Give more recognition to Esports
de Venecia said that Philippine eSports teams are struggling to participate in international tournaments. On many occasions, players face rejection of travel documents and visas. This is because they are not recognized as legitimate representatives of the Philippines in eSports.
For example, one of the country’s Bren Esports teams for Valorant had to pull out of a tournament in Berlin, Germany last year. This followed the rejection of a travel request even though the team members had qualified for the tournament.
As a result, industry insiders hope to work with the Department of Foreign Affairs to improve the treatment of eSports athletes when competing in international tournaments. In addition, they also plan to meet with the Department of Labor and Employment to develop a more effective counterattack that protects team owners and the players themselves.
For the legislator, eSports is a legitimate sport as well as a creative industry. He compares it to the sport of dance, competitive ballroom dancing. It is both a sport and a performing art that the International Olympic Committee (IOC) recognizes as a sport.

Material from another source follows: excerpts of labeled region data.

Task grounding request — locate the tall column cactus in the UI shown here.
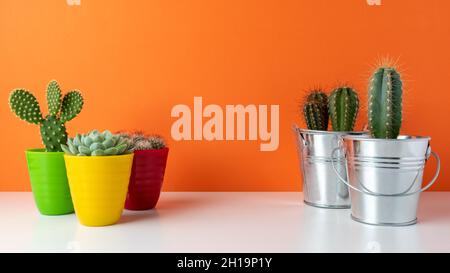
[368,67,403,139]
[303,90,328,131]
[328,87,359,132]
[9,81,83,152]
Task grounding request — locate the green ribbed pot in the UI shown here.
[25,149,74,215]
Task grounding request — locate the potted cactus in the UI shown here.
[295,86,362,208]
[121,132,169,210]
[333,65,440,226]
[9,80,83,215]
[61,130,133,226]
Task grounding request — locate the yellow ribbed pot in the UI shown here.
[64,154,133,226]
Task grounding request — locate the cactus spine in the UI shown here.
[368,67,403,139]
[303,91,328,131]
[328,87,359,132]
[9,81,83,152]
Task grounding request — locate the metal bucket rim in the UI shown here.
[298,128,369,136]
[343,135,431,143]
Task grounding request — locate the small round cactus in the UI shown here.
[9,80,83,152]
[303,90,328,131]
[61,130,131,156]
[119,131,166,151]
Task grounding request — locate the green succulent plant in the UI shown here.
[119,132,166,151]
[9,80,84,152]
[61,130,131,156]
[368,66,403,139]
[328,87,359,132]
[303,90,328,131]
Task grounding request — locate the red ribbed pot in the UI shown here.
[125,148,169,210]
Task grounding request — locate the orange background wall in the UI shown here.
[0,0,450,191]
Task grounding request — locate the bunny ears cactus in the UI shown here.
[61,130,131,156]
[9,80,84,152]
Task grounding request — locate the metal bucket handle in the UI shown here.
[331,147,441,197]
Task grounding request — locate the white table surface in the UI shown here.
[0,192,450,253]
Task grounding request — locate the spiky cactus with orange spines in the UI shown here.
[303,90,328,131]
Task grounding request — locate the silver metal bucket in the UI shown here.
[294,127,364,209]
[331,136,440,226]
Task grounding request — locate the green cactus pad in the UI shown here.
[9,81,83,153]
[61,91,84,122]
[328,87,359,132]
[303,91,328,131]
[41,116,67,152]
[368,67,403,139]
[9,89,43,124]
[47,81,61,116]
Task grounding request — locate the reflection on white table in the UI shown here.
[0,192,450,253]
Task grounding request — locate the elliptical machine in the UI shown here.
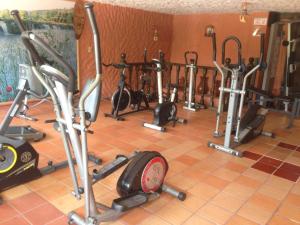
[0,10,101,192]
[207,29,274,157]
[143,59,187,132]
[183,51,203,112]
[17,3,186,225]
[103,53,150,121]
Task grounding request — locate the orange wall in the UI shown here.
[79,3,268,97]
[171,12,268,65]
[79,3,173,97]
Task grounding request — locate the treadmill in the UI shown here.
[0,64,48,141]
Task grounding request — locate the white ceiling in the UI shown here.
[96,0,300,14]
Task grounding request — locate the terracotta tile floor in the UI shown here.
[0,101,300,225]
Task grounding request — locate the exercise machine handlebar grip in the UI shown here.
[259,34,265,66]
[222,36,242,66]
[10,10,44,65]
[211,33,217,61]
[184,51,198,65]
[84,2,102,74]
[102,63,130,69]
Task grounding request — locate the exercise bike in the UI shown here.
[16,3,186,225]
[208,29,274,157]
[103,53,150,120]
[143,59,187,132]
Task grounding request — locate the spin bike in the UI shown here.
[143,59,187,132]
[17,3,186,225]
[208,32,274,157]
[103,53,150,120]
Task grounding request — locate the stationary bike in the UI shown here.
[16,3,186,225]
[207,29,274,157]
[103,53,150,120]
[143,59,187,132]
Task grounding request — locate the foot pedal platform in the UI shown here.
[111,193,149,212]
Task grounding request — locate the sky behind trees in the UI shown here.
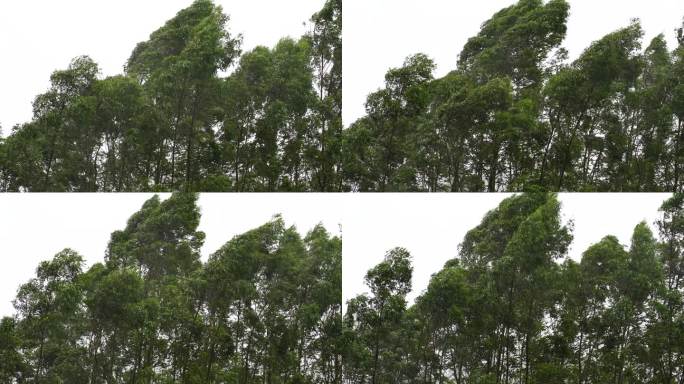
[0,193,343,317]
[342,0,684,126]
[342,193,671,308]
[0,0,324,130]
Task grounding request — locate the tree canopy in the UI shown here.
[342,0,684,192]
[0,0,342,191]
[343,192,684,384]
[0,193,342,384]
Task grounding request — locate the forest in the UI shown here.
[343,192,684,384]
[0,0,342,192]
[342,0,684,192]
[0,193,342,384]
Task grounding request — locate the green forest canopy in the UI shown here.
[342,0,684,191]
[0,0,342,191]
[343,193,684,384]
[0,193,342,384]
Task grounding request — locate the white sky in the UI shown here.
[0,193,343,317]
[342,0,684,126]
[0,0,324,135]
[342,193,670,308]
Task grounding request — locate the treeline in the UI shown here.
[0,194,342,384]
[343,0,684,191]
[343,193,684,384]
[0,0,342,191]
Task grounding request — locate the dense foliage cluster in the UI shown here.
[0,194,342,384]
[0,0,342,191]
[343,0,684,191]
[343,193,684,384]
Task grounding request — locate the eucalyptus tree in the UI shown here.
[343,192,684,384]
[0,0,342,191]
[5,193,344,384]
[342,0,682,192]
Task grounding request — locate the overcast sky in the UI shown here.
[342,0,684,126]
[342,193,670,304]
[0,193,343,317]
[0,0,324,135]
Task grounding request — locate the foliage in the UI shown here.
[0,0,342,191]
[343,192,684,384]
[0,193,342,384]
[342,0,684,192]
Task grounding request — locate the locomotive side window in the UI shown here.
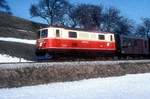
[98,35,105,40]
[69,32,77,38]
[40,29,48,38]
[56,30,60,37]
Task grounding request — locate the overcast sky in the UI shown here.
[6,0,150,23]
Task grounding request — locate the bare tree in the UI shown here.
[70,4,103,30]
[30,0,69,25]
[0,0,12,14]
[101,7,133,34]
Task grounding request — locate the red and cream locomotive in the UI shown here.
[36,26,149,59]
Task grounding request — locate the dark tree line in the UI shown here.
[0,0,12,14]
[30,0,150,36]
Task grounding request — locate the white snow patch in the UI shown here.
[0,54,29,63]
[0,73,150,99]
[0,37,36,45]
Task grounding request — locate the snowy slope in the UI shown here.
[0,74,150,99]
[0,37,36,44]
[0,37,36,63]
[0,54,29,63]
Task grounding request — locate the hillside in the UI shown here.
[0,13,46,39]
[0,13,46,61]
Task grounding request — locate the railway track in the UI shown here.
[0,59,150,69]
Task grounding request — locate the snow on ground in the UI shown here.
[0,73,150,99]
[0,37,36,44]
[0,54,31,63]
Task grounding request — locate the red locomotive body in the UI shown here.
[36,27,116,56]
[120,35,149,55]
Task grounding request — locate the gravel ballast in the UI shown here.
[0,60,150,88]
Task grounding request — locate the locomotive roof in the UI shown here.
[40,26,114,34]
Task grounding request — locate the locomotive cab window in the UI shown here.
[39,29,48,38]
[69,32,77,38]
[98,35,105,40]
[56,30,60,37]
[110,35,113,41]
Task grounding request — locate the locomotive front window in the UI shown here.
[69,32,77,38]
[56,30,60,37]
[40,29,48,38]
[98,35,105,40]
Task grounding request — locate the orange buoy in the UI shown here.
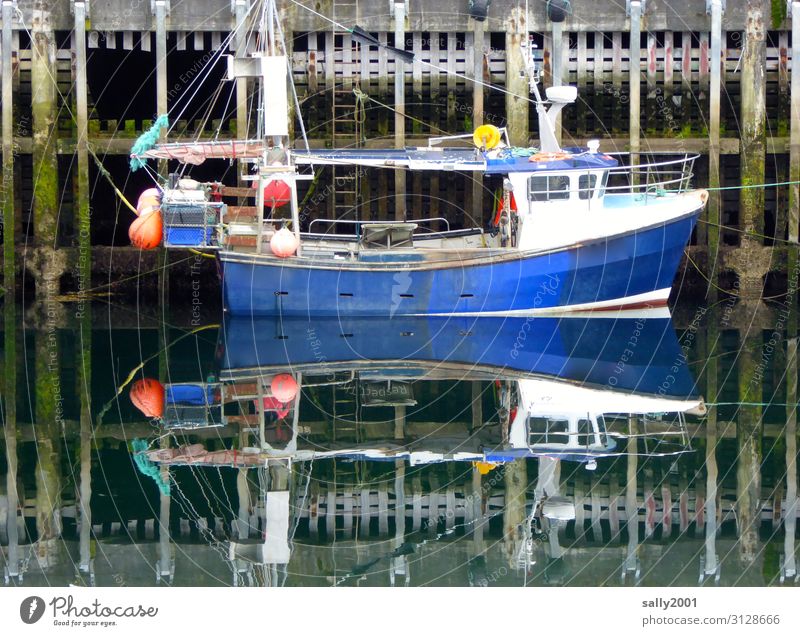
[270,373,298,404]
[136,188,161,216]
[128,210,164,250]
[472,462,497,475]
[529,152,571,162]
[264,179,292,208]
[129,378,164,417]
[269,227,300,258]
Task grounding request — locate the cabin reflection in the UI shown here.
[0,308,797,585]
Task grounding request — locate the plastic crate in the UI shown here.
[164,225,216,247]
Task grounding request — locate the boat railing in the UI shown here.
[308,216,450,238]
[605,152,700,198]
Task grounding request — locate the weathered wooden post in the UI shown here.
[622,416,639,578]
[503,459,528,567]
[506,6,530,146]
[0,1,20,577]
[628,0,644,171]
[781,298,798,579]
[789,2,800,243]
[0,1,17,304]
[739,0,767,241]
[394,0,406,221]
[469,13,485,227]
[706,0,724,290]
[736,329,765,563]
[701,308,721,577]
[72,0,92,573]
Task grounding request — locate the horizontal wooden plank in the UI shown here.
[220,186,256,197]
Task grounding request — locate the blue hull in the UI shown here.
[219,317,697,399]
[220,209,700,316]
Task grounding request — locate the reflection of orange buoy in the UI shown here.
[130,378,164,417]
[136,188,161,216]
[269,227,298,258]
[270,373,297,404]
[128,210,164,250]
[472,462,497,475]
[264,179,292,208]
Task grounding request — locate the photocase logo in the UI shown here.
[19,596,44,625]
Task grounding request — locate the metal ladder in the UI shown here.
[331,382,359,442]
[328,0,364,226]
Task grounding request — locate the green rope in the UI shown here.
[131,115,169,172]
[131,439,169,497]
[703,181,800,192]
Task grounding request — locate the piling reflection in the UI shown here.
[0,312,797,586]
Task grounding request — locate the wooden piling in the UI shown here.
[394,2,406,221]
[503,459,528,567]
[506,6,530,146]
[628,0,642,168]
[467,20,486,227]
[31,0,58,251]
[788,2,800,243]
[72,2,93,572]
[700,0,725,290]
[739,0,767,241]
[736,328,766,564]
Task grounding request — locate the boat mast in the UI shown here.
[521,38,574,152]
[252,0,301,255]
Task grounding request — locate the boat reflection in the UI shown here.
[126,313,704,585]
[150,316,704,468]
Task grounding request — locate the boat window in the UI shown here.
[578,174,597,199]
[528,417,569,445]
[578,418,595,446]
[528,174,569,201]
[597,170,608,199]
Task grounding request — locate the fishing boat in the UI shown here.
[138,316,705,468]
[131,0,708,316]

Although the sport of dance has not yet appeared in any Olympic competition, its recognition by the IOC is a significant first step. For years, eSports players and supporters have also been fighting to have the competitions included in the Olympics.
World Esports Day, but better
There is already a World Esports Day, celebrated on October 23rd. However, instead of just one day, de Venecia wants the entire month to be about the ecosystem.
If the legislation moves forward, it would make it easier for various government entities, such as the Philippine Intelligence Agency and the National Sports Academy, to collaborate with the private sector. Among the goals would be to create and share information related to eSports events and competitions. They would also focus on activity education.
The Philippines has its own eSports governing body, the Philippine Esports Organization. It would take a leading role in facilitating collaboration while continuing to shape the industry.
eSports betting is still catching up
Currently, according to the National Law Review, only 13 US states have specifically taken action on eSports betting. All but one, Nevada, did so following the US Supreme Court’s 2018 strike down of the Professional and Amateur Sports Protection Act of 1992 (PASPA).
There is still a long way to go, and some states have even gone to great lengths to block legal sports betting in eSports. However, it is impossible to ignore the money that the industry can bring in.
Sports betting analysts predict the industry will be worth up to $2 billion globally this year. In eight years, however, that could reach $12.5 billion, according to Research and Markets.
This would reflect a compound annual growth rate (CAGR) of 21.9%. Additionally, sponsorships could see a CAGR of 40% and media rights could add 23%. Globally, all markets will see significant growth.